Now in confidence Lichas went from campfire to campfire rousing his men on. “Comb your hair who have it, men. Shave your upper lips clean. Look like the better men you are when we face these pigs. We are no different from the tall men who once broke the Persians at Plataia. Why, we could still sail into Athens, as our grandfathers did, and tear down its walls. So chant your Tyrtaios. Tomorrow, right at mealtime we eat on their acropolis, atop their Kadmeia. The Boiotian pigs? Why, they will soon sup in Hades. Listen to your king. Our Kleombrotos, king of Sparta, speaks at torchlight.”

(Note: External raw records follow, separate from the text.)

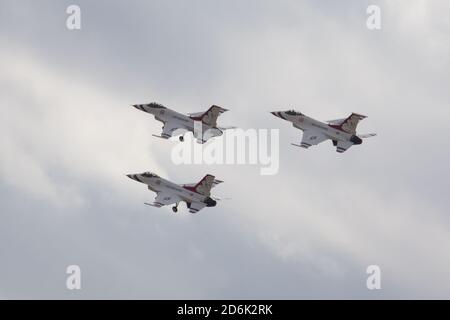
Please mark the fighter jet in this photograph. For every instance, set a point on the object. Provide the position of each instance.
(342, 132)
(196, 195)
(173, 120)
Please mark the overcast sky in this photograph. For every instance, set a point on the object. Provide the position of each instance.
(68, 136)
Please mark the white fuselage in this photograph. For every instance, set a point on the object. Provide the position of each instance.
(158, 184)
(303, 123)
(184, 121)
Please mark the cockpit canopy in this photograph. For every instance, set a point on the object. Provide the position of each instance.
(293, 113)
(149, 175)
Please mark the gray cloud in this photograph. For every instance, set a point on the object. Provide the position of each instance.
(68, 136)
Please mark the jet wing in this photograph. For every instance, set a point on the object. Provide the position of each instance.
(164, 199)
(342, 146)
(196, 207)
(311, 138)
(168, 129)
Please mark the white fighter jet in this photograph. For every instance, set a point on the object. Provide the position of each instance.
(196, 195)
(173, 120)
(342, 132)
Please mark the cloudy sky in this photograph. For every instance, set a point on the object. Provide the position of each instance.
(68, 136)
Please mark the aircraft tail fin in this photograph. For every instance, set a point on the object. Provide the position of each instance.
(350, 123)
(204, 186)
(210, 116)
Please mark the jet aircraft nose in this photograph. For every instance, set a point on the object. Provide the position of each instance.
(277, 114)
(132, 176)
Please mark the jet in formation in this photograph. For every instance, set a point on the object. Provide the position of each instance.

His hulking son Antikrates followed. He was a giant of a man outfitted like a battling Ajax or Achilles depicted on the red clay pots from Athens. The panoply was all Spartan style, but heavier and thicker and better than most armor of the peers, his scarlet cloak a deeper hue and with a silver trim. Few others could carry the weight of such bronze. His willow shield was ten palms wide, as round as the best turned cartwheel, hewn from the copses on the low slopes of Taygetos. Bull leather padded the inside, and on the outside was hammered a tin lambda for Lakedaimon, the home of Sparta. His thick left forearm alone could hold it chest high. Two dented bronze greaves covered his shins with an olive oil sheen—and each with two intertwined serpent bosses, no less, hissing and biting as they wound around each other down to his feet. More oily leather sheets were stitched to the greaves’s insides. Antikrates wore the old-style chest plate, all cast and hammered bronze, with silver clasps joining the back sheet to the front. Small finger-length silver running stags with six-pointed horns were hammered about, all with eyes of gold, of intricate design, patches that covered the holes and cracks from twenty spear thrusts from Arkadians, Athenians, and Boiotians, fool hoplites all who died thinking they could reach the flesh of Antikrates through the bronze scales of his armor.